Jennings Ryan Staley, 44, a licensed physician and owner of the Skinny Beach Med Spa in San Diego, was charged with mail fraud on Thursday, the United States’ attorney’s office for the Southern District of California announced.
He sold “ COVID-19 treatment packs ” that included the drugs hydroxychloroquine and azithromycin in a “ concierge experience ” for $ 3,995 for a family of four.
The package also included access to Dr. Staley and “anti-anxiety treatments to help you avoid panic if necessary and help you sleep,” said prosecutors.
Dr. Staley’s lawyer says he followed the example of President Trump and the government executive in prescribing the drugs.
Thursday, California, Dr. Jennings Ryan Staley, 44, was charged with postal fraud for selling “ COVID-19 treatment kits ” including hydroxychloroquine and claiming to have cured the new coronavirus
A view of the Staley ‘COVID-19’ pack illustrated above. He came up with hydroxychloroquine and azithromycin drugs and anti-anxiety treatments
While Trump hailed the antimalarial drug hydroxychloroquine as a “ 100 percent ” remedy for COVID-19, doctors warn that there is little evidence regarding the actual benefits of the drug.
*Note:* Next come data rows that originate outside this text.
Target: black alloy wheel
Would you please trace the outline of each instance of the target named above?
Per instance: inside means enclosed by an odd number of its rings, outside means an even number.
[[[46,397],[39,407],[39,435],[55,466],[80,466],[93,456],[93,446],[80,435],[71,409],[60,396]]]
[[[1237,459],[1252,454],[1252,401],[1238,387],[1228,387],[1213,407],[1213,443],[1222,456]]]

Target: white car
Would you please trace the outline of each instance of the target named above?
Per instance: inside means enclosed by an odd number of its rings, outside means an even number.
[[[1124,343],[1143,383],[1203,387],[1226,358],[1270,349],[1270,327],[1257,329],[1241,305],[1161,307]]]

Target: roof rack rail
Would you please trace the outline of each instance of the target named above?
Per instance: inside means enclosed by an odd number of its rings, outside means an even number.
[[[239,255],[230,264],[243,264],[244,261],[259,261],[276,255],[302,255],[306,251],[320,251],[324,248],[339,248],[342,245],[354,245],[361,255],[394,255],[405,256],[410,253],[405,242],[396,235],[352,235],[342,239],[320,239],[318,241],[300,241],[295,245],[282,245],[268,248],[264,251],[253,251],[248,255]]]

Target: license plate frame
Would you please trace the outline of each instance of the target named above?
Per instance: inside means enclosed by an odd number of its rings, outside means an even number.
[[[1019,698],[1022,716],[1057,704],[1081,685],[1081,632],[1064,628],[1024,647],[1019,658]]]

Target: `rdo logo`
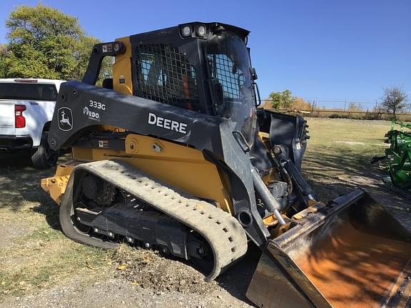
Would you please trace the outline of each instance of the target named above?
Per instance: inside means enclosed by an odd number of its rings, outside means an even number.
[[[85,114],[86,115],[88,115],[89,118],[91,118],[93,120],[94,119],[98,120],[100,118],[100,115],[98,114],[98,113],[91,111],[87,107],[84,107],[83,108],[83,113]]]

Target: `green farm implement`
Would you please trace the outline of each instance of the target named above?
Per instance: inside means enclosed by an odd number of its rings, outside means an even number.
[[[393,120],[385,137],[390,145],[385,150],[385,156],[374,158],[372,161],[385,160],[389,177],[384,178],[384,182],[411,197],[411,124]]]

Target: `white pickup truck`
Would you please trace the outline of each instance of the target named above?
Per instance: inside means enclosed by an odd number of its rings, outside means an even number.
[[[47,134],[60,84],[50,79],[0,78],[0,151],[31,150],[34,167],[54,165]]]

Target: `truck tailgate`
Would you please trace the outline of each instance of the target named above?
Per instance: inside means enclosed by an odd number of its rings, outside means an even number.
[[[0,100],[0,135],[15,135],[14,101]]]

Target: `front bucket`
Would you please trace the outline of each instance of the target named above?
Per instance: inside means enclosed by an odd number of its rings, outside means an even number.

However, doctors have been taking it for coronavirus patients for weeks because the drug is known to calm the immune system, although there have been no intensive clinical trials showing that the drug works against COVID- 19.
Some early reports from doctors in China and France indicated that hydroxychloroquine, sometimes combined with the antibiotic azithromycin, appeared to help COVID-19 patients.
Skinny Beach Med Spa offers beauty-related services, including Botox, hair removal and fat transfer. They started advertising the packs in late March and the FBI launched an investigation following a tip.
Dr. Staley told the FBI agent over the phone that he was selling the antimalarial drug identified as hydroxychloroquine, saying it “cures the disease.”
“It is preventive and curative,” he said, according to prosecutors. “It’s hard to believe, it’s almost too good to be true. But it is a remarkable clinical phenomenon. “
Staley told the FBI agent over the phone that the drug “cures the disease” and that it is a “remarkable clinical phenomenon”
Skinny Beach Med Spa offers beauty-related services, including Botox, hair removal and fat transfer. They started advertising the packs in late March and the FBI opened an investigation following a tip
In that phone call, he mentioned another antimalarial drug called mefloquine which he said he would sell if he lacked hydroxychloroquine.
He said the two drugs could completely cure the new coronavirus and that the treatment would make a person immune for at least six weeks.
He then told the officer, “There are no guarantees in life. There is no guarantee of anything.
A week later, Staley was interviewed by the FBI and said it would be “stupid” to tell patients that the treatments are 100% effective in fighting COVID-19.
“ We will not tolerate Covid-19 fraudsters who try to take advantage of the fear of the pandemic to deceive, steal and harm others, ” said Robert S. Brewer Jr., the U.S. lawyer for the southern district. from California in the declaration.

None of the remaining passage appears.